Huawei est indexé comme représentant du gouvernement chinois ; en ce sens, il est vu par les Occidentaux comme un partenaire dangereux dans le déploiement des réseaux 5G. Mais cela signifie aussi que le groupe sera probablement protégé avec des gouvernementaux. Jusque-là, le Royaume-Uni a su résister avec sagesse à la tentation d’exclure Huawei de la mise sur pieds de son réseau 5G. Car peu importe la façon dont le réseau sera conçu, il dépendra évidemment de composantes matérielles, majoritairement conçues à l’étranger. Toute cette combinaison bien complexe contiendra alors assurément des bugs qu’il faudra corriger. Le quartier des communications du gouvernement britannique (le GCHQ) a essayé de vérifier la sécurité des équipements Huawei, et les résultats sont troublants. Des failles détectées résultaient probablement d’une malicieuse manœuvre de Huawei, mais elles ont su être cachées sous de simples éléments d’incompétence.
Les interdépendances entre matériel et logiciel sont trop importantes à l’échelle mondiale pour qu’un tel clivage entre la Chine et l’Occident puisse aujourd’hui survenir sans problème. Les deux parties s’appuient trop l’une sur l’autre et une autarcie technologique n’arrangerait personne.
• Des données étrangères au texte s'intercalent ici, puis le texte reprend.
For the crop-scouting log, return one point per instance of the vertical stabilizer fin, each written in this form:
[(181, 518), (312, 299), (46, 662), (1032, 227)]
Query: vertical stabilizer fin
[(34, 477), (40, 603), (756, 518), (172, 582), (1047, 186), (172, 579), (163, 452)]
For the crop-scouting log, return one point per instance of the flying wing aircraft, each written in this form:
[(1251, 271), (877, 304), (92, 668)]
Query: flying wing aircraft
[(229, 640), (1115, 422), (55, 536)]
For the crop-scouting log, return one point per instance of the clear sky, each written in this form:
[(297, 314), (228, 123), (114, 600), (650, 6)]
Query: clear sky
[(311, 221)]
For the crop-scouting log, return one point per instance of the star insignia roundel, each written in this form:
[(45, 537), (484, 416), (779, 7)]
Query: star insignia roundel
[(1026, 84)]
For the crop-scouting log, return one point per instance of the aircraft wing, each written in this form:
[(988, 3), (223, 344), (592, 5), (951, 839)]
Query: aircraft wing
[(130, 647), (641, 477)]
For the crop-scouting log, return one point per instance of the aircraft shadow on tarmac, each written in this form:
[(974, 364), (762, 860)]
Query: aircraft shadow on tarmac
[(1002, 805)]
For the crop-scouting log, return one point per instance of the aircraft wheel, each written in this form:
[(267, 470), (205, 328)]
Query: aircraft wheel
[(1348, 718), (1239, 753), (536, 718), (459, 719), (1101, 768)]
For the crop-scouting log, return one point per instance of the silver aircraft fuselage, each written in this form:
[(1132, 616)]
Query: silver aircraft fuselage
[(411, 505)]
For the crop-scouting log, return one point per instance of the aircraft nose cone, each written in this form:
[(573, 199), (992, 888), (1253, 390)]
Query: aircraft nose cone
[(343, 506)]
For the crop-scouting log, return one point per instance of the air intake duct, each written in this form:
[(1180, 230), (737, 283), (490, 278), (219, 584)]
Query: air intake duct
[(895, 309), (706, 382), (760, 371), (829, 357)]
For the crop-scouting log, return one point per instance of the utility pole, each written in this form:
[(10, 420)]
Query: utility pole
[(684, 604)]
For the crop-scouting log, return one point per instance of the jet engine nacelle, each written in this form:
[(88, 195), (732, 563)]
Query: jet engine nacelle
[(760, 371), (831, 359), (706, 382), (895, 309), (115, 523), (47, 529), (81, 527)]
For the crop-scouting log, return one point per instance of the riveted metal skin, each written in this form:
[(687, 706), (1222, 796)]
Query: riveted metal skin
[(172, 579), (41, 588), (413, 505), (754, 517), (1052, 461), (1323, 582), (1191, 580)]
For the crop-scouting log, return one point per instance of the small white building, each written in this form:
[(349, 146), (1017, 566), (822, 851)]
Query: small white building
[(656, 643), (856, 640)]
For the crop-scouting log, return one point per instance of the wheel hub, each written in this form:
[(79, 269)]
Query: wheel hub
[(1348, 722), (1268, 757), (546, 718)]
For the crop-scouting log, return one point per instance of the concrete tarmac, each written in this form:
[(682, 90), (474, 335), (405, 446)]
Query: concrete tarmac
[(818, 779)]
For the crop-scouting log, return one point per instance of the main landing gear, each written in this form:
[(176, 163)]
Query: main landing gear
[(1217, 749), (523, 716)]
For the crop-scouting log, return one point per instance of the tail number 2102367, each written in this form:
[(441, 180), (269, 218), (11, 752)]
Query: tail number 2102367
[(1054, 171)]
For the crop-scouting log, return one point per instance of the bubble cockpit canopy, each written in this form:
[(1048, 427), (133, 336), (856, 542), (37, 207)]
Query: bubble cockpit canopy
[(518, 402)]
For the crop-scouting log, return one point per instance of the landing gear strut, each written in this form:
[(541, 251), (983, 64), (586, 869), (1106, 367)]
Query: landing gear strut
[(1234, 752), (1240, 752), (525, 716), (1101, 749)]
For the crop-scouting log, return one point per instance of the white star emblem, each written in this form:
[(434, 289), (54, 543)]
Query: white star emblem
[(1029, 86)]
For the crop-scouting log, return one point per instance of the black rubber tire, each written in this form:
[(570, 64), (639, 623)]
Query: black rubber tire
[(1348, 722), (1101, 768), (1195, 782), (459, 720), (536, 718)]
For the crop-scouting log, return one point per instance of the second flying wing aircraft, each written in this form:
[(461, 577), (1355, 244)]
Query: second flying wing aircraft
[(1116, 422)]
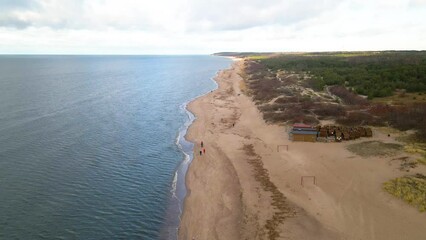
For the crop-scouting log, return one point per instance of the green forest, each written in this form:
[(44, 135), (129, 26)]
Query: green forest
[(374, 74)]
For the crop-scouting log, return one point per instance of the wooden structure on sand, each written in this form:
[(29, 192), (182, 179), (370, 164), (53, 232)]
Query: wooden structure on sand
[(307, 133)]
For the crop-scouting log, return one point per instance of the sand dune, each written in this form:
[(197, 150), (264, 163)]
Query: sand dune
[(243, 188)]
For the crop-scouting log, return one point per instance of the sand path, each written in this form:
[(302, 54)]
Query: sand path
[(243, 188)]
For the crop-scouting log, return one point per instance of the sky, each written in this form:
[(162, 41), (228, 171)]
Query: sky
[(208, 26)]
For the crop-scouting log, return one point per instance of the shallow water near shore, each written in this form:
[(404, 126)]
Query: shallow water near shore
[(92, 146)]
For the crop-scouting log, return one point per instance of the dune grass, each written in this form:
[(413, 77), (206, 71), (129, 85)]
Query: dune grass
[(375, 148), (411, 189)]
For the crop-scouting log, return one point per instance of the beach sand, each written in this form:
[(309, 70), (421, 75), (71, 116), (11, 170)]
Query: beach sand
[(243, 187)]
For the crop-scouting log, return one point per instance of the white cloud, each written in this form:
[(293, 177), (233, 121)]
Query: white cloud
[(192, 26)]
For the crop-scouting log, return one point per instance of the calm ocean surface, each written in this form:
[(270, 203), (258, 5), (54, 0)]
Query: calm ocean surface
[(90, 146)]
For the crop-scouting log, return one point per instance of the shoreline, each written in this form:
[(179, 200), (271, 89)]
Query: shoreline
[(243, 188), (179, 189)]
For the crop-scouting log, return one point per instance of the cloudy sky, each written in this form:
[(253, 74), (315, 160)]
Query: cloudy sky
[(207, 26)]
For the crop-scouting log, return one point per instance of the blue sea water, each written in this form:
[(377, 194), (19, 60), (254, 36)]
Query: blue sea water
[(92, 147)]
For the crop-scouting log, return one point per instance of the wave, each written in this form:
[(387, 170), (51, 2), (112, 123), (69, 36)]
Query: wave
[(178, 188)]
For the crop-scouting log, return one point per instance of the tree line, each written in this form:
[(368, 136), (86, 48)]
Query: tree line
[(374, 74)]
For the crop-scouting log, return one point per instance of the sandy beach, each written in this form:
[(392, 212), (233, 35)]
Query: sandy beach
[(247, 185)]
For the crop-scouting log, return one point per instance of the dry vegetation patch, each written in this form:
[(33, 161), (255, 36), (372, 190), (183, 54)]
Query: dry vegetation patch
[(375, 148), (411, 189)]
Mais bien plus qu’une question de technologie, c’est aussi une question de domination du monde : qui doit être le maître ? Les Etats-Unis craignent que la Chine leur vole la vedette. Dans tous les cas, peu importe celui qui sortira vainqueur, toutes les parties en souffriront, y compris les parties tierces telles que l’Union Européenne ou le Royaume-Uni. Alors il conviendrait peut-être que cette guerre commerciale prenne fin assez tôt, avant une irréversible implosion.